Causation and Harm In a Multicomponent World
On September 17, 2015, the Federal Circuit issued another decision in the epic Apple v. Samsung smartphone war. This was the fourth court decision in the ongoing saga to deal with injunctions. Apple IV explained the level of proof necessary to satisfy the "causal nexus" requirement. This requirement had emerged as a response to patent litigations involving products with thousands of features, the vast majority of which are unrelated to the asserted patent. To prove a causal nexus, patentees seeking an injunction have to do more than just show that the infringing product caused the patentee irreparable harm. The harm must be specifically attributable to the infringing feature.

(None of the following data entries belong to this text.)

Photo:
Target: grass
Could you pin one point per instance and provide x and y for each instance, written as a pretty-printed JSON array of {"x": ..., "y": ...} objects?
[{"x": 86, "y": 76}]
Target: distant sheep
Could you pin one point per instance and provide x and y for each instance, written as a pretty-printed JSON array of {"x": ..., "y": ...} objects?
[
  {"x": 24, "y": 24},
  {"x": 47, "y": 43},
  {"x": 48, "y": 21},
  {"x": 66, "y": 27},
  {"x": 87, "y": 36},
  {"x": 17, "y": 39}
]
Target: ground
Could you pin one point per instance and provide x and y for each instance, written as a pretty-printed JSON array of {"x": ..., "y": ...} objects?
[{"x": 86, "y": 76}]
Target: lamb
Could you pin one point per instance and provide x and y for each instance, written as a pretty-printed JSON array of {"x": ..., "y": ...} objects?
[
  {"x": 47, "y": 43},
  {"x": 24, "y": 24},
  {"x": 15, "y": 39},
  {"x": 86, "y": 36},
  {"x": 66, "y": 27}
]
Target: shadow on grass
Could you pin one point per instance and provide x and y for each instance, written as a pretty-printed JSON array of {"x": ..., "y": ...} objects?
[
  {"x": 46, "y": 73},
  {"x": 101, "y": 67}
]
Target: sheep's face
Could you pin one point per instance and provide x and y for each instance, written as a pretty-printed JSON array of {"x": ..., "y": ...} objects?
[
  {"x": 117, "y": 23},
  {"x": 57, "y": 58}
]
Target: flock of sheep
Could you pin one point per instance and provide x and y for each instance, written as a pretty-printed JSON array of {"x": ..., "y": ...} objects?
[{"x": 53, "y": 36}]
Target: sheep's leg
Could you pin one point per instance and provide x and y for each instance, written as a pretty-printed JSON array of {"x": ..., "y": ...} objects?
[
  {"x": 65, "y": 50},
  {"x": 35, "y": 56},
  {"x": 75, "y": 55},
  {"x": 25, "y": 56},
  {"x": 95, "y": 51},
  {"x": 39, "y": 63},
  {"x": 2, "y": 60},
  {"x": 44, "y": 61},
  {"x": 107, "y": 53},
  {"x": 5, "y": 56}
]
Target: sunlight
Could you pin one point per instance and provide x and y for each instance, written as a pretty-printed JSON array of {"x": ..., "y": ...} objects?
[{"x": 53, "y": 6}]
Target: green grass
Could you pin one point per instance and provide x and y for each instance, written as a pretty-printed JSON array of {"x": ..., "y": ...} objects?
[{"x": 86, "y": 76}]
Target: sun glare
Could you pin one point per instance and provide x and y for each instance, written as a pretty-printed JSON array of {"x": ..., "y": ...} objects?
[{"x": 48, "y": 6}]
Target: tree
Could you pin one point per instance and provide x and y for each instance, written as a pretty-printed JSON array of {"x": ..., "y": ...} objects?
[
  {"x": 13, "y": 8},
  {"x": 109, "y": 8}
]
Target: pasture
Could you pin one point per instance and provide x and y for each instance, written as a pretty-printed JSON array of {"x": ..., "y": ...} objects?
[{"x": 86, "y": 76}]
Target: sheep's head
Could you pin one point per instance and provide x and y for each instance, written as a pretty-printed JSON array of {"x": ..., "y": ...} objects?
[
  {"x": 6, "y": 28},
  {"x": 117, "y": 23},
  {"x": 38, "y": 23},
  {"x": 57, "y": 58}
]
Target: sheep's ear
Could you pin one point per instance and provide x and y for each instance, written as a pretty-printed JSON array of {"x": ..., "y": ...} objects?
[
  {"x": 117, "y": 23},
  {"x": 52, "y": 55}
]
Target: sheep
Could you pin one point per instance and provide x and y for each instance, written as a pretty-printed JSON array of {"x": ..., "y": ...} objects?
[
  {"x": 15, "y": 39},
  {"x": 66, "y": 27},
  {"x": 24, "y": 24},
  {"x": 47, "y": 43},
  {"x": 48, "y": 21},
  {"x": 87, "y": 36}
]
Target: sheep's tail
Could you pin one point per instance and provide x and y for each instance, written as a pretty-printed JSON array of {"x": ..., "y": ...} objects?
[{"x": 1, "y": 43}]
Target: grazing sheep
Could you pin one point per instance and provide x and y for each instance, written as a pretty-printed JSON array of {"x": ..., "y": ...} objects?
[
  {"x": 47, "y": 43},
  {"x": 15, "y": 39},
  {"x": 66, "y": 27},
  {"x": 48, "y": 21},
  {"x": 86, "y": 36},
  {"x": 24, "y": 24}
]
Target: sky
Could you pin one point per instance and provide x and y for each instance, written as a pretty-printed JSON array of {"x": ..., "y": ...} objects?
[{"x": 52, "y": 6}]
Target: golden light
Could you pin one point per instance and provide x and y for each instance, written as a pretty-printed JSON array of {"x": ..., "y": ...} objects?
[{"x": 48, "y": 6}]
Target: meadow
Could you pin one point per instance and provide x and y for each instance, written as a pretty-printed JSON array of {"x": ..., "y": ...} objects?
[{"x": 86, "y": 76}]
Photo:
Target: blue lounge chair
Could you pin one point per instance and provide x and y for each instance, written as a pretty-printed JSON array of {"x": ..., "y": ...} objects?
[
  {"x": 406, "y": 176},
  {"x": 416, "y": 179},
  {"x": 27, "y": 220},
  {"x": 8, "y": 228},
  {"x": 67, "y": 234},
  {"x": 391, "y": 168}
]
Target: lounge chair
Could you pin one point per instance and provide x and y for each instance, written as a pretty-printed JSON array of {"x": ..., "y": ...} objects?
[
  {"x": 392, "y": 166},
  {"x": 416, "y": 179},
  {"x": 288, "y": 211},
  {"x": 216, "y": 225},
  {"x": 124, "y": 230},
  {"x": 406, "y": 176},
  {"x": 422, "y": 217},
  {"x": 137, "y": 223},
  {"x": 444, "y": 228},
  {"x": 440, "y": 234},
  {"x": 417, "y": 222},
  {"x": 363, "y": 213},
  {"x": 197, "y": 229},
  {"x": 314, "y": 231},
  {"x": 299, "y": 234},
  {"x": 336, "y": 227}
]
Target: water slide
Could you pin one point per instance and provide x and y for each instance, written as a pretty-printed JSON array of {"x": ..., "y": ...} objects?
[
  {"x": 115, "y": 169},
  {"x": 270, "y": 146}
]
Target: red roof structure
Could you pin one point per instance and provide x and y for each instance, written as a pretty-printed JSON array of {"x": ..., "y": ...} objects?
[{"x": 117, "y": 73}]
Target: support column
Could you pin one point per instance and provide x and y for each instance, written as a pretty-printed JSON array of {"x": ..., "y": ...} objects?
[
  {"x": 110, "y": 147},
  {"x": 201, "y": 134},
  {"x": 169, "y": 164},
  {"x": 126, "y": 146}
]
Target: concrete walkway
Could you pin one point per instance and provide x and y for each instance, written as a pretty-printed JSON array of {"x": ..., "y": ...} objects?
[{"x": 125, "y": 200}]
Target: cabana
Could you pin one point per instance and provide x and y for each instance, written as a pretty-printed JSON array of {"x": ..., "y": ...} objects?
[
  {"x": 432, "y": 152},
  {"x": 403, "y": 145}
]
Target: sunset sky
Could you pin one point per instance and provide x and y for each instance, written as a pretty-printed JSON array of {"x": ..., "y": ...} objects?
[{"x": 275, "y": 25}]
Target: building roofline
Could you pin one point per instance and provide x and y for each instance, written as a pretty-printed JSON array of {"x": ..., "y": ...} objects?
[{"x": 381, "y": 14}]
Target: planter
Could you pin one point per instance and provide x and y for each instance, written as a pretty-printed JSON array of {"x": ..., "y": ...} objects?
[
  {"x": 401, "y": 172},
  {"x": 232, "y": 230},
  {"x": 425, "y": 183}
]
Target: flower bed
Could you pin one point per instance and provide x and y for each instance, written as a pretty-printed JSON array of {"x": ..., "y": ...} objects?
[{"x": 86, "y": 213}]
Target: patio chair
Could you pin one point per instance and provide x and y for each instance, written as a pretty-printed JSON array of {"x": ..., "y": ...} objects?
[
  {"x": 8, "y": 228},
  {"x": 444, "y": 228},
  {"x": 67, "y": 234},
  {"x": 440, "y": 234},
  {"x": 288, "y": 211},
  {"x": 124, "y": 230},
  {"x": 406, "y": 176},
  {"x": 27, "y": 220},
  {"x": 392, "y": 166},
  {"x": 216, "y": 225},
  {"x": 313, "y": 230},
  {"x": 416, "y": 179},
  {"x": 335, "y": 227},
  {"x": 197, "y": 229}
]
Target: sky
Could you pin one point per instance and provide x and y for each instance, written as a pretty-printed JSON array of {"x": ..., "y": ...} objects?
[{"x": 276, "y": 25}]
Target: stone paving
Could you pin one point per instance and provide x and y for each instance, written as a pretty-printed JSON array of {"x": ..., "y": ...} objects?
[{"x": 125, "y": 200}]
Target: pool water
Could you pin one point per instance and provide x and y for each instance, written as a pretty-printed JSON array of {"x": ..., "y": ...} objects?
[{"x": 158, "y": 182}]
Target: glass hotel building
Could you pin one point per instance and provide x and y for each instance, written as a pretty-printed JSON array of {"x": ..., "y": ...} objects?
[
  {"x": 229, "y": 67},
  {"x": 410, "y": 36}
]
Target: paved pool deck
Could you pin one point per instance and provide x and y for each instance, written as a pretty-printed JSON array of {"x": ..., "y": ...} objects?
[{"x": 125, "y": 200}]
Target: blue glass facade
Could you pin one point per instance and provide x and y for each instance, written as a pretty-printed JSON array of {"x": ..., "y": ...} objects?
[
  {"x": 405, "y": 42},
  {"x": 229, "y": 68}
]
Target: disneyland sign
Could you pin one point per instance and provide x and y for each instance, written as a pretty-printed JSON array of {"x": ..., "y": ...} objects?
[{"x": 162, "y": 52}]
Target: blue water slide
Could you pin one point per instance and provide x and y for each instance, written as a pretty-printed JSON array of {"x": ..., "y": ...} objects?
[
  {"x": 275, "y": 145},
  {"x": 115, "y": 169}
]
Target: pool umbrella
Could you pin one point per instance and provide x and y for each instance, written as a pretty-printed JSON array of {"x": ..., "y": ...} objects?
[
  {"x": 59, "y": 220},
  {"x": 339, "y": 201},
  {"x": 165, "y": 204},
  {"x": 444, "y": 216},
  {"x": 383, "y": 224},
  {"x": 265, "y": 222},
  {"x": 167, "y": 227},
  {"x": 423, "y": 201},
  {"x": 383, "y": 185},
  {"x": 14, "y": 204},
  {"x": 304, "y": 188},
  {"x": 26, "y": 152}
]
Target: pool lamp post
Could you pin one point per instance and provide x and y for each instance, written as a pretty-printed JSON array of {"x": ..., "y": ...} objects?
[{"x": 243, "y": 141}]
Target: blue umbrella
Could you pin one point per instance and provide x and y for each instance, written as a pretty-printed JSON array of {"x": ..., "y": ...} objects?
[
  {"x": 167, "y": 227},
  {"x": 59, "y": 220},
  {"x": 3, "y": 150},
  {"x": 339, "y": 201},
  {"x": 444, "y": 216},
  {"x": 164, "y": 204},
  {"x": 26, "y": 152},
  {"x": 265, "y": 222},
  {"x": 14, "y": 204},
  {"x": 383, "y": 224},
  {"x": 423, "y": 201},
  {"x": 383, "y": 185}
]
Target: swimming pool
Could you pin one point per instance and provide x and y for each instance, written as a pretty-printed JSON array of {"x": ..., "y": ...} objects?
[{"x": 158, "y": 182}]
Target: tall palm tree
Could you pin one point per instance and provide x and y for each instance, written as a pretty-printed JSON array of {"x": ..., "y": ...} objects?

In Apple IV, the Federal Circuit noted that proving causation was "nearly impossible" in these multicomponent cases. So it decided to water down the causal nexus requirement saying that it was enough for Apple to show that the infringing features were "important" and customer sought these particular features.
This lower standard is an ill-advised mistake that leaves multicomponent product manufacturers more susceptible to patent holdup. My critique takes two parts. First, I argue that a single infringing feature rarely, if ever, "causes" consumers to buy the infringer’s multicomponent products. The minor features at issue in Apple IV illustrate this point vividly. Thus, the new causal nexus standard does not accurately reflect how causation and harm operate in a multicomponent world. Second, I explain why the court was so willing to accept such little evidence of real injury. It improperly applied notions of traditional property law to patents. Specifically, the court viewed patent infringement as harmful regardless of any concrete consequences. This view may resonate for other forms of property where an owner's rights are paramount and a trespass is considered offensive in and of itself. But the same concepts do not apply to patent law where the Supreme Court has consistently said that private interests must take a back seat to the public good. Based on these principles, the courts should restore the "causal nexus" requirement and not presume causation.